Sort of like dropping a sheet of paper.....


----------



## scyrene (Aug 29, 2018)

Don Haines said:


> Sort of like dropping a sheet of paper.....


Well exactly!


----------



## Mt Spokane Photography (Aug 29, 2018)

I was thinking high endurance when I saw the post. I use Sandisk High Endurance micro sd cards in my surveillance cameras, sitting out in 100+ degree temps in summer, and below zero in the winter while writing 24/7 is a tough environment. So far, no failures in a year and a half.


----------



## Del Paso (Aug 29, 2018)

I hope this won't be an "excuse" for no longer offering dual card slots in the future.
And I also miss the data protection lock.


----------



## PerKr (Aug 30, 2018)

"Bend proof to 180N". Now, what on earth does that mean? Doesn't make sense. If I clamp it at one end and push down on the other with a force of 180N it won't bend? or it won't shatter? Do their marketing staff even consider running these statements by some engineers before publishing?


----------



## raptor3x (Aug 30, 2018)

"And I also miss the data protection lock. "

I can't agree, I say good riddance. Every SD card "failure" I've ever had was due to this switch becoming loose and automatically locking the card every time I inserted into the card slot. With UHS-I and older cards you can sort of get around it by taping over the switch. However, with UHS-II cards the extra row of pins means that there's no longer enough surface on the pin side of the card near the switch for the tape to hold onto so the tape rolls up when you try inserting it into the slot.


----------



## Mt Spokane Photography (Aug 30, 2018)

PerKr said:


> "Bend proof to 180N". Now, what on earth does that mean? Doesn't make sense. If I clamp it at one end and push down on the other with a force of 180N it won't bend? or it won't shatter? Do their marketing staff even consider running these statements by some engineers before publishing?



I suggest that you follow the provided link to the sony site and watch the video for the test. Its pretty clear how its done, and you can avoid looking foolish.

I'll even make it easier. Scroll down to the Bending Resistance Test Video!
https://www.sony.net/Products/memorycard/en_us/toughcard/


----------



## Del Paso (Aug 31, 2018)

raptor3x said:


> "And I also miss the data protection lock. "
> 
> I can't agree, I say good riddance. Every SD card "failure" I've ever had was due to this switch becoming loose and automatically locking the card every time I inserted into the card slot. With UHS-I and older cards you can sort of get around it by taping over the switch. However, with UHS-II cards the extra row of pins means that there's no longer enough surface on the pin side of the card near the switch for the tape to hold onto so the tape rolls up when you try inserting it into the slot.


Thanks for the info!
I' ve been using exclusively UHS-1 card, and never had an issue. Sorry you had trouble with UHS-2, so "lockless" seems to be an advantage!


----------



## Ozarker (Sep 1, 2018)

PerKr said:


> "Bend proof to 180N". Now, what on earth does that mean? Doesn't make sense. If I clamp it at one end and push down on the other with a force of 180N it won't bend? or it won't shatter? Do their marketing staff even consider running these statements by some engineers before publishing?

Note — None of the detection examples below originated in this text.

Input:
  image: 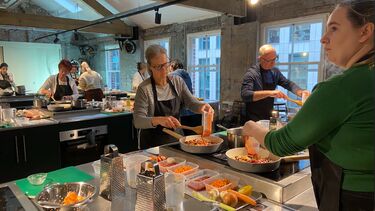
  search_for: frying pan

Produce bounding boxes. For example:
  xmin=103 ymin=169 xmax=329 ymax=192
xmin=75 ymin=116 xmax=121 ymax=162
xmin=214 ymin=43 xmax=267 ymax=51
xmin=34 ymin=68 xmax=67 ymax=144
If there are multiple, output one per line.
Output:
xmin=225 ymin=147 xmax=309 ymax=173
xmin=163 ymin=128 xmax=224 ymax=154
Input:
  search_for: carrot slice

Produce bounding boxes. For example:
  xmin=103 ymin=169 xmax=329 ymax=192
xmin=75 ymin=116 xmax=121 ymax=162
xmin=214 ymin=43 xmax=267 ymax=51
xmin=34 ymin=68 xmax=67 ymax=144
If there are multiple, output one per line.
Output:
xmin=227 ymin=189 xmax=257 ymax=206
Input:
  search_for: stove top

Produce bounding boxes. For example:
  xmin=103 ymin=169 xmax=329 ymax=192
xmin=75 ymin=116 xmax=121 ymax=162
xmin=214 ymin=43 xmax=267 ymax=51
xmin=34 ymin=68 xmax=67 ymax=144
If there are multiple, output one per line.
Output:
xmin=172 ymin=135 xmax=310 ymax=182
xmin=0 ymin=186 xmax=25 ymax=211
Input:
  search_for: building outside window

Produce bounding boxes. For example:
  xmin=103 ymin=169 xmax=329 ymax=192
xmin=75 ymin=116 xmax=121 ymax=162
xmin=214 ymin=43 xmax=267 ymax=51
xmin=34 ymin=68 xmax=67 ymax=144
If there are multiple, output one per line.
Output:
xmin=187 ymin=31 xmax=221 ymax=101
xmin=144 ymin=37 xmax=170 ymax=57
xmin=262 ymin=17 xmax=324 ymax=107
xmin=105 ymin=49 xmax=120 ymax=89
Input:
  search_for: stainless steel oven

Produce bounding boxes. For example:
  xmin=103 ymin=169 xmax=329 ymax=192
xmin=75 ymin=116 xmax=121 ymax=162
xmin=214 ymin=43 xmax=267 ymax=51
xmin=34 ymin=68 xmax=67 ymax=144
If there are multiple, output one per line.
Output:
xmin=59 ymin=125 xmax=108 ymax=167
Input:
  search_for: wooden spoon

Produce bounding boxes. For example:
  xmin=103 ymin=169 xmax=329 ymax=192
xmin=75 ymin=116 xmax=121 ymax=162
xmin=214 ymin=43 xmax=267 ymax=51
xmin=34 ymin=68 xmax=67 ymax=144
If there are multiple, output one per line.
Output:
xmin=179 ymin=125 xmax=203 ymax=135
xmin=286 ymin=97 xmax=303 ymax=106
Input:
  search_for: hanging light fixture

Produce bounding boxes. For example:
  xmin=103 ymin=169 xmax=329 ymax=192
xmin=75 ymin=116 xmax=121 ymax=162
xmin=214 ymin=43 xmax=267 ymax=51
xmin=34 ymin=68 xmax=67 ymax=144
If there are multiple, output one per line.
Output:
xmin=53 ymin=34 xmax=60 ymax=44
xmin=155 ymin=8 xmax=161 ymax=24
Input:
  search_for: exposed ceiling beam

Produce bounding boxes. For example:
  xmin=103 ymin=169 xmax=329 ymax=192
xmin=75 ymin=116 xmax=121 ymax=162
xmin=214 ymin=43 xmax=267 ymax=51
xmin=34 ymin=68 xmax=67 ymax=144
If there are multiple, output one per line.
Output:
xmin=156 ymin=0 xmax=247 ymax=17
xmin=83 ymin=0 xmax=131 ymax=30
xmin=0 ymin=10 xmax=132 ymax=36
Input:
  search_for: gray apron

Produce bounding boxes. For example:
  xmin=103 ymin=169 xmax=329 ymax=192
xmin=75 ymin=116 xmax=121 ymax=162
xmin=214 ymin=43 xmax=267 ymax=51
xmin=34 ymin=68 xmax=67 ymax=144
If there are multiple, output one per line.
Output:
xmin=138 ymin=76 xmax=182 ymax=149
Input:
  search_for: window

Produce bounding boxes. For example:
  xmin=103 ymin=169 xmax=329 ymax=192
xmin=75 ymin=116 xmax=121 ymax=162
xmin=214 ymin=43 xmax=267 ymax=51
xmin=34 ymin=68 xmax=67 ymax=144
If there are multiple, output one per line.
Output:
xmin=105 ymin=49 xmax=120 ymax=89
xmin=187 ymin=31 xmax=221 ymax=101
xmin=144 ymin=37 xmax=170 ymax=57
xmin=262 ymin=18 xmax=323 ymax=107
xmin=199 ymin=37 xmax=210 ymax=50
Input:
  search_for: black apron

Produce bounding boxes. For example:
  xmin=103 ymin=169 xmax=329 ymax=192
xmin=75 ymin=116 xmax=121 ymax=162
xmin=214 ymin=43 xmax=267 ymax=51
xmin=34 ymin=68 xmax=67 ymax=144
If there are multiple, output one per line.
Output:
xmin=246 ymin=67 xmax=277 ymax=121
xmin=53 ymin=74 xmax=73 ymax=100
xmin=138 ymin=76 xmax=182 ymax=149
xmin=309 ymin=53 xmax=374 ymax=211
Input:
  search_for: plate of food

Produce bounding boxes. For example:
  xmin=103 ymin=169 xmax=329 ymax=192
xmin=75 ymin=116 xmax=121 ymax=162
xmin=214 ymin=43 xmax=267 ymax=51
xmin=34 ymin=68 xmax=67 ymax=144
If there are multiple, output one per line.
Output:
xmin=185 ymin=169 xmax=262 ymax=210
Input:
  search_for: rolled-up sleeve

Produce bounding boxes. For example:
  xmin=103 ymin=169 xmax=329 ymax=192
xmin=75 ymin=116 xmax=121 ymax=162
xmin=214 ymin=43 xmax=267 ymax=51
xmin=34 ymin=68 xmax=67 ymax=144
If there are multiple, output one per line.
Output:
xmin=241 ymin=72 xmax=254 ymax=103
xmin=133 ymin=89 xmax=154 ymax=129
xmin=277 ymin=71 xmax=301 ymax=94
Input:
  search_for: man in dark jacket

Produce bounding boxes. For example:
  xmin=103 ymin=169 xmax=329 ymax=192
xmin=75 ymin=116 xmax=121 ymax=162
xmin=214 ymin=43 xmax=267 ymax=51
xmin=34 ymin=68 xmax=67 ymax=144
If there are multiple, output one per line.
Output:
xmin=241 ymin=45 xmax=309 ymax=121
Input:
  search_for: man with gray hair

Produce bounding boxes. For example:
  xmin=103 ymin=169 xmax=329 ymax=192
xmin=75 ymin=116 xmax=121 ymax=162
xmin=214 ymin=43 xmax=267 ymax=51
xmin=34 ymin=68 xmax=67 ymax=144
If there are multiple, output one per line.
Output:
xmin=241 ymin=45 xmax=309 ymax=121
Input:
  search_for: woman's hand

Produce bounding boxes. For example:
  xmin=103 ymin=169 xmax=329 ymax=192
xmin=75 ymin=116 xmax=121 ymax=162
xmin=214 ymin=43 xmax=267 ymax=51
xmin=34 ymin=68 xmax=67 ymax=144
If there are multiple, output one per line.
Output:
xmin=242 ymin=120 xmax=268 ymax=146
xmin=270 ymin=90 xmax=288 ymax=99
xmin=201 ymin=103 xmax=215 ymax=114
xmin=151 ymin=116 xmax=181 ymax=129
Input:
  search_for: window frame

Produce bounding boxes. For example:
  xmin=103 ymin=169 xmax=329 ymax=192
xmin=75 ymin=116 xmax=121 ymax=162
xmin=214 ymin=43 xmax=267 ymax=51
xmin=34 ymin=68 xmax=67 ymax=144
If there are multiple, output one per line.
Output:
xmin=104 ymin=45 xmax=121 ymax=89
xmin=256 ymin=13 xmax=329 ymax=83
xmin=186 ymin=29 xmax=222 ymax=101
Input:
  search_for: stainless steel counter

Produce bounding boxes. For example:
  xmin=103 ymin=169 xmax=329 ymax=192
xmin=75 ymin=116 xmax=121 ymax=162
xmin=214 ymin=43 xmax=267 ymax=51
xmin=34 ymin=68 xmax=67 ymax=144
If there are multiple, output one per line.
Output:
xmin=0 ymin=149 xmax=318 ymax=211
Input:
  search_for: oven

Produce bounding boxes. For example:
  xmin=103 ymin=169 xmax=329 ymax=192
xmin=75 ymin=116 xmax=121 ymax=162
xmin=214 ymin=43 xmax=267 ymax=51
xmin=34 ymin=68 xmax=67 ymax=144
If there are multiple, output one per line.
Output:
xmin=59 ymin=125 xmax=108 ymax=167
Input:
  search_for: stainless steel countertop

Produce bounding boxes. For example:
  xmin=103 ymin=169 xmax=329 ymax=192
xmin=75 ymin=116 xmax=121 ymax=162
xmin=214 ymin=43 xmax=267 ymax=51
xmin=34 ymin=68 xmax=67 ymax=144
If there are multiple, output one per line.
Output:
xmin=0 ymin=151 xmax=318 ymax=211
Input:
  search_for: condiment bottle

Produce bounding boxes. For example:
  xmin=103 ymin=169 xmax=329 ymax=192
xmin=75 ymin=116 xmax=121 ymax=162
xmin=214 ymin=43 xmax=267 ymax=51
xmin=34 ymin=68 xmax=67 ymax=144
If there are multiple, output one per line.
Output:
xmin=269 ymin=111 xmax=279 ymax=130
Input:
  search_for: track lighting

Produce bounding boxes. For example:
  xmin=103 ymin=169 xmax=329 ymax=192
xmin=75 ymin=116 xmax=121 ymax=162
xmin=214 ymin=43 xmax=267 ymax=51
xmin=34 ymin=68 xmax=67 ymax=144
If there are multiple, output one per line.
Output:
xmin=155 ymin=8 xmax=161 ymax=24
xmin=53 ymin=35 xmax=60 ymax=44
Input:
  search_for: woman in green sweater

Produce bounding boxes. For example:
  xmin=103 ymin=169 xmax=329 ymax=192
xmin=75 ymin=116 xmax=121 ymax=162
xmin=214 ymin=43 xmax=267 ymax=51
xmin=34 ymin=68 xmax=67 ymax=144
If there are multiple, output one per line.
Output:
xmin=244 ymin=0 xmax=375 ymax=211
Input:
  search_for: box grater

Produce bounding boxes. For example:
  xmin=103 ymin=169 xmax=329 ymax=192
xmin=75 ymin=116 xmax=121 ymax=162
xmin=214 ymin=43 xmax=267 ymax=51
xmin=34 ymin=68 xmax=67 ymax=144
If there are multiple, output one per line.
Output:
xmin=99 ymin=144 xmax=125 ymax=201
xmin=135 ymin=160 xmax=166 ymax=211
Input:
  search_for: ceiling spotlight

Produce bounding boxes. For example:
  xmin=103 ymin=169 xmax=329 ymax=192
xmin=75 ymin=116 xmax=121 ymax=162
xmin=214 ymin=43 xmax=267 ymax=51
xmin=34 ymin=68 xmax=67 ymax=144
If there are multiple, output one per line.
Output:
xmin=53 ymin=35 xmax=60 ymax=44
xmin=155 ymin=8 xmax=161 ymax=24
xmin=250 ymin=0 xmax=259 ymax=5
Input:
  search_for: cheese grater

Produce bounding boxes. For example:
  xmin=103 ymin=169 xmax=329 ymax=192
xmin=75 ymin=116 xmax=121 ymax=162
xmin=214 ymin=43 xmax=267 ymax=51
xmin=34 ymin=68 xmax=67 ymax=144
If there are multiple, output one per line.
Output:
xmin=99 ymin=144 xmax=125 ymax=201
xmin=135 ymin=160 xmax=166 ymax=211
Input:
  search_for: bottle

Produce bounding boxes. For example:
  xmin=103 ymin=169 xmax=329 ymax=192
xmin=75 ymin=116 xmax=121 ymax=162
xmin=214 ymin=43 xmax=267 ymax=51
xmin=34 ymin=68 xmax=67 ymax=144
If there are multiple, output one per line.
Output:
xmin=269 ymin=111 xmax=279 ymax=130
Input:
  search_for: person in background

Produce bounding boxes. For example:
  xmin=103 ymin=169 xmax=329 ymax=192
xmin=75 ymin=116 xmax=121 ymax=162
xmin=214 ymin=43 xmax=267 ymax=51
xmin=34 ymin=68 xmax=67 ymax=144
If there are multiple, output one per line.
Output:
xmin=241 ymin=45 xmax=309 ymax=121
xmin=132 ymin=62 xmax=149 ymax=92
xmin=38 ymin=59 xmax=79 ymax=100
xmin=243 ymin=0 xmax=375 ymax=211
xmin=133 ymin=45 xmax=214 ymax=149
xmin=78 ymin=62 xmax=104 ymax=101
xmin=0 ymin=63 xmax=16 ymax=88
xmin=69 ymin=60 xmax=79 ymax=86
xmin=170 ymin=59 xmax=193 ymax=94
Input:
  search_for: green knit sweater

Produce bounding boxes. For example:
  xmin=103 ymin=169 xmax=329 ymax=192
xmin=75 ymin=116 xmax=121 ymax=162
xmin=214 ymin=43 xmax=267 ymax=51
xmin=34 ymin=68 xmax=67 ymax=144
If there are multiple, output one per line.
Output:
xmin=265 ymin=65 xmax=375 ymax=192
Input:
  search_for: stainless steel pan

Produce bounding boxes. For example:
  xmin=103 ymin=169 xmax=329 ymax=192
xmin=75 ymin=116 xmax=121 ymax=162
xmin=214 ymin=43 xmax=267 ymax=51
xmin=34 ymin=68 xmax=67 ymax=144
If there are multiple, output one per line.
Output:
xmin=163 ymin=128 xmax=224 ymax=154
xmin=225 ymin=147 xmax=309 ymax=173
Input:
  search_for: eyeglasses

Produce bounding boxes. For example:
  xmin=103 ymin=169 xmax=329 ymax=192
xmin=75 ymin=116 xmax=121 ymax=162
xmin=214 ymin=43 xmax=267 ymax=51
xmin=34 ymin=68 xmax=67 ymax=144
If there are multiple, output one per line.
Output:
xmin=261 ymin=55 xmax=279 ymax=62
xmin=151 ymin=61 xmax=171 ymax=71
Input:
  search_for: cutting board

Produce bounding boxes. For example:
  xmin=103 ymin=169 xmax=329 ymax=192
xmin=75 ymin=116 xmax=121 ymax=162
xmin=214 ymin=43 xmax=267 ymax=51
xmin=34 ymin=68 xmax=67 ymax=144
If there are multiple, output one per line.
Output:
xmin=16 ymin=166 xmax=94 ymax=198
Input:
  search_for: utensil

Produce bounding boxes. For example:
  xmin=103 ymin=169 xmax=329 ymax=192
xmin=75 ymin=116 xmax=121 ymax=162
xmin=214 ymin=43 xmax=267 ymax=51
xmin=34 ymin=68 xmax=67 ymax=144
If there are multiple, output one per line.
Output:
xmin=225 ymin=147 xmax=308 ymax=173
xmin=178 ymin=125 xmax=203 ymax=135
xmin=216 ymin=124 xmax=248 ymax=149
xmin=99 ymin=144 xmax=125 ymax=203
xmin=27 ymin=173 xmax=47 ymax=185
xmin=135 ymin=161 xmax=166 ymax=211
xmin=163 ymin=128 xmax=224 ymax=154
xmin=286 ymin=97 xmax=303 ymax=106
xmin=71 ymin=99 xmax=87 ymax=109
xmin=164 ymin=172 xmax=186 ymax=210
xmin=35 ymin=182 xmax=97 ymax=210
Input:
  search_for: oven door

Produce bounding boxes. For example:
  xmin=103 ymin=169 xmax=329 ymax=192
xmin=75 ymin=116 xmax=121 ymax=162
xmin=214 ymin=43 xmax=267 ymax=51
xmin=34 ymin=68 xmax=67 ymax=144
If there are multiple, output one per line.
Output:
xmin=60 ymin=125 xmax=108 ymax=167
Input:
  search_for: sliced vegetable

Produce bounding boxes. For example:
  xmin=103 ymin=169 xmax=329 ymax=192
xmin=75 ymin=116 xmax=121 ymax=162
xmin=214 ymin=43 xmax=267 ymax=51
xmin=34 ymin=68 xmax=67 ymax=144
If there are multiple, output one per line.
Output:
xmin=238 ymin=185 xmax=253 ymax=196
xmin=220 ymin=191 xmax=238 ymax=207
xmin=227 ymin=189 xmax=257 ymax=206
xmin=192 ymin=191 xmax=236 ymax=211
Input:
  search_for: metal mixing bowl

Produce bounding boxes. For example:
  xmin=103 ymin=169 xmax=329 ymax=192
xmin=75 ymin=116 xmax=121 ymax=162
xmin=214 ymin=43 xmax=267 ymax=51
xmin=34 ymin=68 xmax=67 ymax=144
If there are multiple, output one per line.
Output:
xmin=35 ymin=182 xmax=98 ymax=211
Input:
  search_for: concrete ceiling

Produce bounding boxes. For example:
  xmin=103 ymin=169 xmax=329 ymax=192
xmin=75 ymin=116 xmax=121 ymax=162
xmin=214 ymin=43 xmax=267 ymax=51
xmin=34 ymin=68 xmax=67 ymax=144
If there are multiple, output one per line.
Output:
xmin=31 ymin=0 xmax=221 ymax=29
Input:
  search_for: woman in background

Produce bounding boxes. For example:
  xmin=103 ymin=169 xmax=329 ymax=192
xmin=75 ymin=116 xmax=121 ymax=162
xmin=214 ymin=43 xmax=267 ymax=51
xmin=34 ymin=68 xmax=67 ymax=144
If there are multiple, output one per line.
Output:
xmin=78 ymin=62 xmax=104 ymax=101
xmin=38 ymin=59 xmax=79 ymax=100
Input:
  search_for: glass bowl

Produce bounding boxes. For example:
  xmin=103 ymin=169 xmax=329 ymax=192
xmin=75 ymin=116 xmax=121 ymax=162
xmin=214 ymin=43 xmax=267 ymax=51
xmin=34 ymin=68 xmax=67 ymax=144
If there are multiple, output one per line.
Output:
xmin=27 ymin=173 xmax=47 ymax=185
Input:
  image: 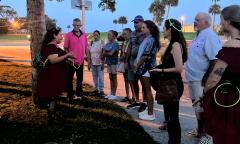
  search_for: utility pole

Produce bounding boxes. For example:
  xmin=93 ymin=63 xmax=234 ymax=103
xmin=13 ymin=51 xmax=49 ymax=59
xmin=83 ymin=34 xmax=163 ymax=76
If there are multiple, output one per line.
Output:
xmin=81 ymin=0 xmax=85 ymax=31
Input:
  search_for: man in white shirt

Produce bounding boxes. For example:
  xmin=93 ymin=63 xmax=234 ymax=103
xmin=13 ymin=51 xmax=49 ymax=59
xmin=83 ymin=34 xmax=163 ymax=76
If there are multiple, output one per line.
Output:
xmin=186 ymin=13 xmax=222 ymax=137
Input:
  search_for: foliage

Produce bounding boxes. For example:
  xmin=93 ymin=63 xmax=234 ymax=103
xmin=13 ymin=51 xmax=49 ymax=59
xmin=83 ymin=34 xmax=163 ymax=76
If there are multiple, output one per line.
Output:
xmin=149 ymin=0 xmax=165 ymax=25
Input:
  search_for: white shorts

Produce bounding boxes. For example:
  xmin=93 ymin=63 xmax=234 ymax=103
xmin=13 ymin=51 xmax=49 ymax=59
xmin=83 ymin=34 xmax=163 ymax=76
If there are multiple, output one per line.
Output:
xmin=188 ymin=81 xmax=203 ymax=112
xmin=107 ymin=65 xmax=117 ymax=74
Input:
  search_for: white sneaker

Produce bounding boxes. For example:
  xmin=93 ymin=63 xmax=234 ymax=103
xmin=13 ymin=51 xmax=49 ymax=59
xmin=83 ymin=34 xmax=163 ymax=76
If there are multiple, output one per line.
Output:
xmin=108 ymin=95 xmax=118 ymax=100
xmin=139 ymin=113 xmax=155 ymax=121
xmin=138 ymin=108 xmax=148 ymax=116
xmin=104 ymin=94 xmax=112 ymax=99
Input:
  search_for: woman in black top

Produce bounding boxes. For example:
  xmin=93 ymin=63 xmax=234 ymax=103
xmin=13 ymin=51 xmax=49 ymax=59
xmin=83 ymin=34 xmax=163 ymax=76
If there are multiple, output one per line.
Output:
xmin=151 ymin=19 xmax=187 ymax=144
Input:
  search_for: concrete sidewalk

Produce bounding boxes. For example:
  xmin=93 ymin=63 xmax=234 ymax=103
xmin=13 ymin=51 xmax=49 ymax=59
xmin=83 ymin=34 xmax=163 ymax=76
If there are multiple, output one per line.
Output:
xmin=84 ymin=67 xmax=199 ymax=144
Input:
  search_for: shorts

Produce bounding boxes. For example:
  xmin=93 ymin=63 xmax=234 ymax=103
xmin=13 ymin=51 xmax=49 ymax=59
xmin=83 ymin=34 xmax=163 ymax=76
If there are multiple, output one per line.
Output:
xmin=107 ymin=65 xmax=117 ymax=74
xmin=188 ymin=81 xmax=203 ymax=112
xmin=127 ymin=69 xmax=135 ymax=81
xmin=142 ymin=71 xmax=150 ymax=78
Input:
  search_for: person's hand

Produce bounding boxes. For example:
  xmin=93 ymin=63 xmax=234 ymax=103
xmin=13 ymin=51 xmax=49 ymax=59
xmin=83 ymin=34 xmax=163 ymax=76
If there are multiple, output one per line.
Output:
xmin=133 ymin=64 xmax=138 ymax=73
xmin=101 ymin=64 xmax=104 ymax=71
xmin=149 ymin=68 xmax=161 ymax=72
xmin=67 ymin=52 xmax=75 ymax=59
xmin=124 ymin=63 xmax=128 ymax=70
xmin=66 ymin=58 xmax=73 ymax=64
xmin=88 ymin=64 xmax=91 ymax=71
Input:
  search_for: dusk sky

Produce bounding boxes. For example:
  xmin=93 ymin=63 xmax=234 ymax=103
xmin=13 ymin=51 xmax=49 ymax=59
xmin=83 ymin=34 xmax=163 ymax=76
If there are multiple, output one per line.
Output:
xmin=0 ymin=0 xmax=240 ymax=32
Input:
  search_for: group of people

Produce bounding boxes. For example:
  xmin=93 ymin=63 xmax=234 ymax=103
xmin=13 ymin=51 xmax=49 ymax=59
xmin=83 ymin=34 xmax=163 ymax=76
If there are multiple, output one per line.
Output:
xmin=37 ymin=5 xmax=240 ymax=144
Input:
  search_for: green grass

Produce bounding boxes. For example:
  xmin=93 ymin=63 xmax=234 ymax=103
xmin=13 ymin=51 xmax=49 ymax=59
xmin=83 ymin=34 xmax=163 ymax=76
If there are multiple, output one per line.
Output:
xmin=0 ymin=60 xmax=156 ymax=144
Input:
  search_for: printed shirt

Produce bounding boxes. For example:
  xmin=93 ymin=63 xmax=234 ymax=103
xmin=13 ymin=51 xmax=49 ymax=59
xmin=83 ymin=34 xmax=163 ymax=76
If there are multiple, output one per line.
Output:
xmin=64 ymin=31 xmax=88 ymax=65
xmin=89 ymin=40 xmax=103 ymax=65
xmin=186 ymin=28 xmax=222 ymax=81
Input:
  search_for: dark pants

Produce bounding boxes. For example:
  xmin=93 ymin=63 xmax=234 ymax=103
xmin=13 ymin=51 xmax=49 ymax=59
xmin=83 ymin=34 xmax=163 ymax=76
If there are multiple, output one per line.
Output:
xmin=163 ymin=78 xmax=184 ymax=144
xmin=67 ymin=65 xmax=83 ymax=97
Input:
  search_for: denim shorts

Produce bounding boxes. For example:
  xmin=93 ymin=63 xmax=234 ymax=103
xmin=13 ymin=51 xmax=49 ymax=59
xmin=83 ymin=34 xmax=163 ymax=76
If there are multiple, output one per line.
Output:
xmin=107 ymin=65 xmax=117 ymax=74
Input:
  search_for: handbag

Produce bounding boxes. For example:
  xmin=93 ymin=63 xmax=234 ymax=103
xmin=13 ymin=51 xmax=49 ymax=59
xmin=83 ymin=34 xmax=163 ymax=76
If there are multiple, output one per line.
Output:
xmin=203 ymin=59 xmax=228 ymax=93
xmin=117 ymin=62 xmax=125 ymax=73
xmin=150 ymin=72 xmax=179 ymax=104
xmin=198 ymin=134 xmax=214 ymax=144
xmin=32 ymin=52 xmax=48 ymax=69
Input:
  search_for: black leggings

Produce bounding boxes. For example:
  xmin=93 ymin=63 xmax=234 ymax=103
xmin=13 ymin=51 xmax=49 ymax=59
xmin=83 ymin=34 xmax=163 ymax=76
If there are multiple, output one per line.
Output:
xmin=163 ymin=79 xmax=184 ymax=144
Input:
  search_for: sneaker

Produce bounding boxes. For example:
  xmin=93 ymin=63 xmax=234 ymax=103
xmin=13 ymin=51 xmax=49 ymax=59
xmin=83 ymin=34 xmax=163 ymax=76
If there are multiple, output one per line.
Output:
xmin=121 ymin=97 xmax=130 ymax=102
xmin=138 ymin=103 xmax=147 ymax=112
xmin=188 ymin=129 xmax=205 ymax=138
xmin=72 ymin=95 xmax=82 ymax=100
xmin=108 ymin=95 xmax=118 ymax=100
xmin=138 ymin=109 xmax=148 ymax=116
xmin=92 ymin=90 xmax=99 ymax=96
xmin=99 ymin=91 xmax=105 ymax=97
xmin=127 ymin=102 xmax=140 ymax=109
xmin=104 ymin=94 xmax=112 ymax=99
xmin=139 ymin=113 xmax=155 ymax=121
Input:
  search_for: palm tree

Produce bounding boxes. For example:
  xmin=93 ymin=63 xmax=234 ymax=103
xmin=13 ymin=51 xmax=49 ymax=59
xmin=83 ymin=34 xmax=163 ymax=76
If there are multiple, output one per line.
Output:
xmin=98 ymin=0 xmax=116 ymax=12
xmin=162 ymin=0 xmax=179 ymax=19
xmin=0 ymin=5 xmax=17 ymax=19
xmin=149 ymin=0 xmax=165 ymax=25
xmin=208 ymin=0 xmax=221 ymax=29
xmin=118 ymin=16 xmax=127 ymax=28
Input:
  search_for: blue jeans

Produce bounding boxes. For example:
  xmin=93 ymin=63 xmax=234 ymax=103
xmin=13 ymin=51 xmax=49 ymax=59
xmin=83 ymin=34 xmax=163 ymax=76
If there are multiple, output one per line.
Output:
xmin=91 ymin=65 xmax=104 ymax=91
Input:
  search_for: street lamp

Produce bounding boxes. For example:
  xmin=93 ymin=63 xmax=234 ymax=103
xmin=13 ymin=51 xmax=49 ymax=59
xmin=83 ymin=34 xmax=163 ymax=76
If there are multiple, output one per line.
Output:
xmin=180 ymin=16 xmax=186 ymax=32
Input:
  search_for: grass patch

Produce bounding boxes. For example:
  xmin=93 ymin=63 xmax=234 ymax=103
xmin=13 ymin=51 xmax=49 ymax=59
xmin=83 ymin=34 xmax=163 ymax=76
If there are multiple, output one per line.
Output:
xmin=0 ymin=60 xmax=156 ymax=144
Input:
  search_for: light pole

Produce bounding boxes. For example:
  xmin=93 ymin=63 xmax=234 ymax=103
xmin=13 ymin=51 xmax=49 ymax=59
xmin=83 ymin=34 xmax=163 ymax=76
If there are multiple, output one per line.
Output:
xmin=180 ymin=16 xmax=186 ymax=32
xmin=82 ymin=0 xmax=85 ymax=31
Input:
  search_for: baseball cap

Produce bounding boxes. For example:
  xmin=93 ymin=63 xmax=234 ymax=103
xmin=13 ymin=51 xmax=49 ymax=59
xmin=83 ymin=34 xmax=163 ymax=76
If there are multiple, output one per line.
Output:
xmin=132 ymin=15 xmax=144 ymax=22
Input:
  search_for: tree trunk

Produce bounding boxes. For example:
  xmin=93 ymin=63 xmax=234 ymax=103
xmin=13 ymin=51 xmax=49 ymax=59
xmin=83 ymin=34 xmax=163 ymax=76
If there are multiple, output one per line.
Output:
xmin=166 ymin=5 xmax=170 ymax=19
xmin=212 ymin=13 xmax=216 ymax=31
xmin=27 ymin=0 xmax=46 ymax=97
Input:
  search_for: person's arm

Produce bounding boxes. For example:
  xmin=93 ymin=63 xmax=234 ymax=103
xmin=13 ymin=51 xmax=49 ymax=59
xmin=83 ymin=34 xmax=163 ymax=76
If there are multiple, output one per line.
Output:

It would make sense to me that the specs would flow from engineering to marketing, not the other way around.

FWIW, most people don't know what a mega pixel is or means either. They just care that the # is higher the next time they buy. Sounds impressive even if they have no idea what it means. Same with "Bend proof to 180N". For all I know a standard card is bend proof to 179N. I actually never knew there was such a torture test until now, but from now on I will be checking that # in all future card marketing literature. Well, not really. But that is what the marketing people hope for.


----------



## PerKr (Sep 2, 2018)

CanonFanBoy said:


> It would make sense to me that the specs would flow from engineering to marketing, not the other way around.
> 
> FWIW, most people don't know what a mega pixel is or means either. They just care that the # is higher the next time they buy. Sounds impressive even if they have no idea what it means. Same with "Bend proof to 180N". For all I know a standard card is bend proof to 179N. I actually never knew there was such a torture test until now, but from now on I will be checking that # in all future card marketing literature. Well, not really. But that is what the marketing people hope for.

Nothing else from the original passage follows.